El barrio Molina Cabrera está en el distrito de El Marcado y ese grupo de 120 viviendas es lo más parecido a su núcleo urbano; lo demás son algunos puestos desparramados por el monte y unas 30 fincas, principal fuente de trabajo de la gente, enormes plantaciones que en ningún caso bajan de las 25 hectáreas.
El barrio se armó por esa necesidad de los lugareños de no andar tan desparramados y a las 60 primeras casas las entregaron en 1989; el nombre fue un reconocimiento del gobierno de Felipe Llaver a un docente y legislador radical que en aquellos primeros años de la nueva democracia, tuvo un accidente de auto fatal cerca de allí.
"Antes del barrio acá no había nada, ni siquiera caminos, solo huellas; la gente se curaba los males con algún té de yuyos y los pibes andaban varios kilómetros para ir a la escuela más cercana que era la Martín Gil; cuando llovía esto se volvía un guadal y los niños tenían permiso para faltar al estudio", recuerda don Julio Parra.
Así las cosas, que el barrio haya nacido de entrada con escuela propia fue una bendición, casi tan grande como la de la conseguir casa; después la gente luchó por otros temas como el asfalto o el centro de salud, pero los niños ya tenían asegurado el estudio, que no es poca cosa. Hoy, en la 1-651 Maestra María Sottile funciona también un cens y en la Martín Gil abrieron una secundaria.
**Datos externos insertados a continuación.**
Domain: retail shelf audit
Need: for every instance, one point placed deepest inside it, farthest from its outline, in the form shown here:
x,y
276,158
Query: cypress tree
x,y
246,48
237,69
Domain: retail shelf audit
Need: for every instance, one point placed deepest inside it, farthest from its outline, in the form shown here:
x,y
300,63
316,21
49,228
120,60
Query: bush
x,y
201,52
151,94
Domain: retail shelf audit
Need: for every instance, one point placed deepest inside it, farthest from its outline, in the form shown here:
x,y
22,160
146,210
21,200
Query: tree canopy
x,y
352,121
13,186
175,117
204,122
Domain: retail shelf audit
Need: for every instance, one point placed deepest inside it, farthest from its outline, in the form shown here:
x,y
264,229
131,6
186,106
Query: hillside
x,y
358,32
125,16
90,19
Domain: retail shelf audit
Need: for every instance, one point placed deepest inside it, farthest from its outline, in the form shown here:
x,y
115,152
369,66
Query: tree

Los que quieren aspirar a más deben pensar en dejar el barrio e irse o en salir muy temprano rumbo al terciario de San Martín y volver de noche.
Con los años, a las primeras 60 viviendas se sumaron otras; la última etapa se entregó en 2009 y hoy hay 120 casas. Aunque hay un par de kioscos y pequeños almacenes, las compras grandes de los vecinos se hacen difíciles porque el barrio está alejado 24 kilómetros del pueblo de Santa Rosa y 40 de San Martín; así, la solución la aporta un comerciante que tres veces a la semana llega con su camión a vender mercadería y a traer encargues. "Con él, usted consigue de todo, desde cámaras de bicicleta y velas, hasta alpargatas, comidas y bebidas", explica Estela y completa: "Es al fiado y recién a fin de mes, el hombre pasa y cobra lo que ha entregado".
Un gran progreso para el barrio fue el centro de salud, que se abrió en una de las casas, aunque para eso hubo que esperar algunos años e insistir bastante. Hoy, la posta sanitaria tiene enfermero, médico y hasta una ambulancia.
Entre los principales pedidos, los vecinos quieren un salón comunitario, donde puedan juntarse a resolver problemas o a festejar algún acontecimiento. "Es un pedido que ya tiene varios años y que en cada campaña, los candidatos vuelven a prometer", cuenta Lucía.
Hace unos pocos años hubo un acontecimiento trascendente para la zona y de paraje, El Marcado pasó a ser distrito; así, el lugar empardó su situación con la de otras regiones de Santa Rosa, como Las Catitas o La Dormida. Igual, no hay que engañarse porque El Marcado sigue estando lejos de la villa cabecera.
Por eso mismo es que el asfalto también fue un gran avance, pero no el de las calles internas, que siguen siendo de tierra, sino el de los 17 kilómetros de camino que hay hasta la ruta 7. "Con el asfalto se ha hecho más fácil todo y ya no estamos tan solitarios como vivía la gente de por acá hace 30 años", dice el grupo de vecinos y cierra; "Esto cambió mucho y hoy tenemos hasta un colectivo cada tanto; igual seguimos medio escondidos de la ruta pero será que así nos gusta".